One of this year’s changes was the establishment of the MoCCA Arts Festival Awards of Excellence, which was aimed at honoring young cartoonists handmaking or self-publishing new work. The panel composed of Karen Beger, Gary Groth, Nora Krug, Paul Pope and David Mazzuchelli selected Simon Arizpe, Greg Benton, Kim Ku, Jane Mai, Nick Offerman, Kenan Rubenstein, and Andrea Tsurumi. If the award and recognition alone weren’t enough, every winning artist’s work will be on display at the Society from May 21 to June 6.
Benton’s book “B+F: Book One” was declared by many people to be the book of the show, but a number of publishers and cartoonists debuted notable works at the festival. Ben Katchor, Darryl Cunningham, Bob Fingerman, Miriam Katin, Lucy Knisley, Peter Kuper, James Romberger and Marguerite Van Cook and many others were there with new and recent books.
That’s not to say that there were no controversies. Before the festival, a number of people were complaining about the table prices. Some objected to the fact that there would be an award attached to the show and the eligibility requirements. As with any show, there are always some annoyances like crowded aisles and people — including this reporter — who held conversations where people were trying to walk.
One of the joys of MoCCA has always been that it’s in New York and attracts such a wide range of people, both from inside and outside the city. Panels this year included people like Paul Levitz and Peter Kuper, Arnold Roth and Bill Plympton, Denny O’Neil and Bob Fingerman. It attracts people who aren’t exhibiting but will wander the aisles in search of new comics and old friends. It’s an opportunity to see a famous cartoonist pass and debate whether to say something to them.

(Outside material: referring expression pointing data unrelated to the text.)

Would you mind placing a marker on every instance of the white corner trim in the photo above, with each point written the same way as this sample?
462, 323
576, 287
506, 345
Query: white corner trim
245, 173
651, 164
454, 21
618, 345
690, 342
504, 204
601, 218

It was hard not to enjoy the show and feel optimistic about its future. More than one person joked that this might be the first MoCCA show where no one has anything to complain about. Independent comics can be a tough business, and for a show like this, one of the most important aspects can be social. It offers a chance to meet people, to find new work, but also to establish that there is an interest in and passion for doing work that’s different. The Society of Illustrators did a lot to foster that sense of community over the weekend. It should be interesting to see what they do next.